Yugoslav clarinetist

Ernest Ačkun (Ернест Ачкун) (March 27, 1930 – September 28, 2001) was a Yugoslav clarinetist.

==Early life==
Ernest Ačkun was born in Hrastnik, Slovenia, which was then part of the Kingdom of Yugoslavia.

He completed his studies at the Belgrade Academy of Music under Bruno Brun, and then studied at the Paris Conservatory under Ulysse Delécluse.

==Performance and teaching activities==

Ačkun gave concerts as a soloist in nearly all great towns in Yugoslavia, as well as in France, West Germany, Austria, Italy and Bulgaria, playing under the leadership of such conductors as Zubin Mehta, Jean Martinon, Charles Bruck, Krešimir Baranović, Oskar Danon, Milan Horvat, Živojin Zdravković.

Distinguished Yugoslav composers, such as Stjepan Šulek and Zlatan Vauda, dedicated their compositions to him.

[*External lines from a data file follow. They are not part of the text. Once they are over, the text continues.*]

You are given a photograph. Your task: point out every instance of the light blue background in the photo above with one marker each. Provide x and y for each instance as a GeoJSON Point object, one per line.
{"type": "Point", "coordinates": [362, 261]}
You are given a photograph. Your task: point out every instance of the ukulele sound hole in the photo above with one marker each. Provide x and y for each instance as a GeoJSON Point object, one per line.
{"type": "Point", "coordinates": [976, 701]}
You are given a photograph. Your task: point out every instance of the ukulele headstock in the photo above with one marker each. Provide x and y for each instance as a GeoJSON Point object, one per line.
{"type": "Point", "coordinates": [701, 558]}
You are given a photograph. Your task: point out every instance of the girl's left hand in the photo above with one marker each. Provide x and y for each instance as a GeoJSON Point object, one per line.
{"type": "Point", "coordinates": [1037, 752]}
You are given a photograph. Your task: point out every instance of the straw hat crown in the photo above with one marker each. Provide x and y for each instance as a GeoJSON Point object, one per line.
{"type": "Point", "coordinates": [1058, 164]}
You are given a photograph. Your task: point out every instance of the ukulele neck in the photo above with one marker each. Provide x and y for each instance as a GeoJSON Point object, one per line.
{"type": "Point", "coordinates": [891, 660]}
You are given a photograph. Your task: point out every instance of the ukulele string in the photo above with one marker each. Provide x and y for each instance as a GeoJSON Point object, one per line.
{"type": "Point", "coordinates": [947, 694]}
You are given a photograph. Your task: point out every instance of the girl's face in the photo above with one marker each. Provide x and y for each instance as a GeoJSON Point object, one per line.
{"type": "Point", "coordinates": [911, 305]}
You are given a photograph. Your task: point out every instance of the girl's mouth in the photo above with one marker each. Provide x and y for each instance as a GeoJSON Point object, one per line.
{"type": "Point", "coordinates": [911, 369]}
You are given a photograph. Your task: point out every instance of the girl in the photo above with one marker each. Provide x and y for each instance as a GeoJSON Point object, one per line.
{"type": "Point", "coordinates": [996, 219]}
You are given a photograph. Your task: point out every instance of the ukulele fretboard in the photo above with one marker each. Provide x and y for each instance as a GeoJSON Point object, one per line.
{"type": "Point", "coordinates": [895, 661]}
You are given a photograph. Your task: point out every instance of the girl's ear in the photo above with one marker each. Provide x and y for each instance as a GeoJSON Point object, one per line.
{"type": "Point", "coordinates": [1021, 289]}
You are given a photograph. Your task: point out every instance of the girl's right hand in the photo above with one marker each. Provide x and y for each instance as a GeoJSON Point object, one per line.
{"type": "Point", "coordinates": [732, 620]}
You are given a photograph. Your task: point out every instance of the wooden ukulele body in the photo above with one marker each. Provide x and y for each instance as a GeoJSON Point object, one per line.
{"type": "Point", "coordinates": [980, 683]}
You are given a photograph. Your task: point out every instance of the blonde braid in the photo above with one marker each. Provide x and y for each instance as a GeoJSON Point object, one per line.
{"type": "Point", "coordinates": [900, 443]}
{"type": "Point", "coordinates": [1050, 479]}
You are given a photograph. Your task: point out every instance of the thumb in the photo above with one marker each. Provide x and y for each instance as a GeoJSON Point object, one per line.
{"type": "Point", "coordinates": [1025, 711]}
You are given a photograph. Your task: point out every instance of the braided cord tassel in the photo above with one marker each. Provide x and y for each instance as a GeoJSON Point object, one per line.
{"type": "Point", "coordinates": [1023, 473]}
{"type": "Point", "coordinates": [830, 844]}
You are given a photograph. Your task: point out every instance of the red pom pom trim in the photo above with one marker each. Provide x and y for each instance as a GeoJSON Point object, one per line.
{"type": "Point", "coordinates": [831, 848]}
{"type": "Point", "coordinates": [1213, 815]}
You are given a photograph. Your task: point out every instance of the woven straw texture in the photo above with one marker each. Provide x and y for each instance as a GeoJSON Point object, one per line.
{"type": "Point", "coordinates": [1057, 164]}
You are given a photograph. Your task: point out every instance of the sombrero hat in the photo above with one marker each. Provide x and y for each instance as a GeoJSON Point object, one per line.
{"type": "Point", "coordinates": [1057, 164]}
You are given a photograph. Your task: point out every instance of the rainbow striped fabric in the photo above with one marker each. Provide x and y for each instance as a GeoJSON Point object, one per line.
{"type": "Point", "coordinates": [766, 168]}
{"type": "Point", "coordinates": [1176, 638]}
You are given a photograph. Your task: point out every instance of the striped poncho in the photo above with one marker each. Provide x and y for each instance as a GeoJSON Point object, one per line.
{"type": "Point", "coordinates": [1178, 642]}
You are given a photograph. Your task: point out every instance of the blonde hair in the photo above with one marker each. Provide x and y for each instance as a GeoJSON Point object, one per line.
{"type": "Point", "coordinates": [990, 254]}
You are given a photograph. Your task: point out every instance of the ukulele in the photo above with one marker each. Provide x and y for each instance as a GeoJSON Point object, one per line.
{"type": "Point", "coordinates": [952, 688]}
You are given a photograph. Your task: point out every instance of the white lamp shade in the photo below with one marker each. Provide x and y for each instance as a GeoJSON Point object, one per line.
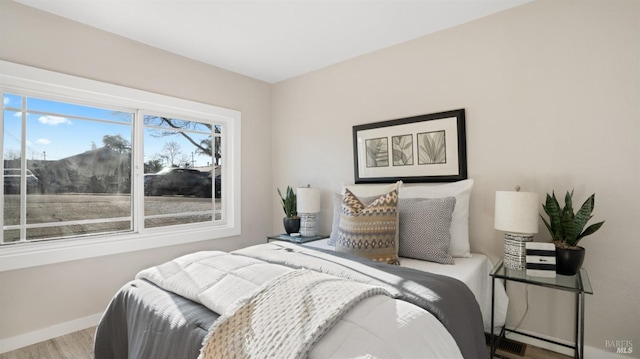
{"type": "Point", "coordinates": [516, 212]}
{"type": "Point", "coordinates": [308, 200]}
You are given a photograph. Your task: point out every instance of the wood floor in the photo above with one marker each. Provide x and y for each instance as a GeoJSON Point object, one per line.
{"type": "Point", "coordinates": [79, 345]}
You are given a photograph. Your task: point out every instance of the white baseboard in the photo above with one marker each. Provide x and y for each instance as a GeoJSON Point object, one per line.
{"type": "Point", "coordinates": [23, 340]}
{"type": "Point", "coordinates": [589, 352]}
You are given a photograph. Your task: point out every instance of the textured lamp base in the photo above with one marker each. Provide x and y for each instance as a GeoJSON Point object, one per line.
{"type": "Point", "coordinates": [515, 253]}
{"type": "Point", "coordinates": [308, 224]}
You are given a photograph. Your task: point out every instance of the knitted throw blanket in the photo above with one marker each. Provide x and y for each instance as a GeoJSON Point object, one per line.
{"type": "Point", "coordinates": [286, 317]}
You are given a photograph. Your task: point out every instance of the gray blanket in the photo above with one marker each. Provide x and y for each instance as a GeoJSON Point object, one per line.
{"type": "Point", "coordinates": [144, 321]}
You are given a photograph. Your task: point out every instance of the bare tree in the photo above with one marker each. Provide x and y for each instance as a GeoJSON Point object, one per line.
{"type": "Point", "coordinates": [171, 152]}
{"type": "Point", "coordinates": [205, 147]}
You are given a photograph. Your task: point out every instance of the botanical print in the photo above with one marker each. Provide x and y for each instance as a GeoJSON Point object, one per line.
{"type": "Point", "coordinates": [402, 150]}
{"type": "Point", "coordinates": [431, 148]}
{"type": "Point", "coordinates": [377, 152]}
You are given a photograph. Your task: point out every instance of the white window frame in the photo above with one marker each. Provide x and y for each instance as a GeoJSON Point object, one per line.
{"type": "Point", "coordinates": [47, 83]}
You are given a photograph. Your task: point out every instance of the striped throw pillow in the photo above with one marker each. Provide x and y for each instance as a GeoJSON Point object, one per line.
{"type": "Point", "coordinates": [369, 231]}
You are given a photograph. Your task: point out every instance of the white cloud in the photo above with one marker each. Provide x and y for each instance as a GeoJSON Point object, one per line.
{"type": "Point", "coordinates": [54, 120]}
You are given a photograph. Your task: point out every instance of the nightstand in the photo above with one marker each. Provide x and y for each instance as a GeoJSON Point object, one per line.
{"type": "Point", "coordinates": [292, 239]}
{"type": "Point", "coordinates": [578, 284]}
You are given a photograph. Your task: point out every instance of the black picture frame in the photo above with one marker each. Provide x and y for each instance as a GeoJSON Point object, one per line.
{"type": "Point", "coordinates": [425, 148]}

He also recorded for radio and television.

Ačkun was principal clarinetist of the Belgrade Philharmonic Orchestra and Professor of Chamber Music at the Faculty of Music in Belgrade.

==Awards and honors==

He won several important prizes, including the First Prize at the Competition of Yugoslav Performing Artists in Skopje and was a prize winner in the ARD International Music Competition (both 1954). He was also rewarded the UMUS award for the best music performance achievement in the previous concert season (1984).

He was a jury member on various competitions, including the 1987 Jeunesses Musicales International Competition in Belgrade, along with James Campbell (Canada), Walter Boeykens (Belgium), John McCaw (UK), Ludwig Kurkiewicz (Poland), Vyacheslav Ovchinnikov (U.S.S.R.), Milenko Stefanovic (Yugoslavia), Marko Rudzak (Yugoslavia) and Stjepan Rabuzin (Yugoslavia).

In 1992 he was a jury member on the ARD International Music Competition in Munich, along with Eugene Rousseau (United States), Eduard Brunner (Switzerland), Philippe Cuper (France), Giora Feidman (Argentina), Lutz Kŏhler (Germany), Lew Mikhailow (U.S.S.R.), Charles Neidich (U.S.A.) and Ulf Rodenhäuser (Germany).

==Affiliations==
Ačkun was a member and president of the Association of Musical Artists of Serbia.

==Later life==
Ernest Ačkun died in Belgrade, Serbia, which was then part of FR Yugoslavia.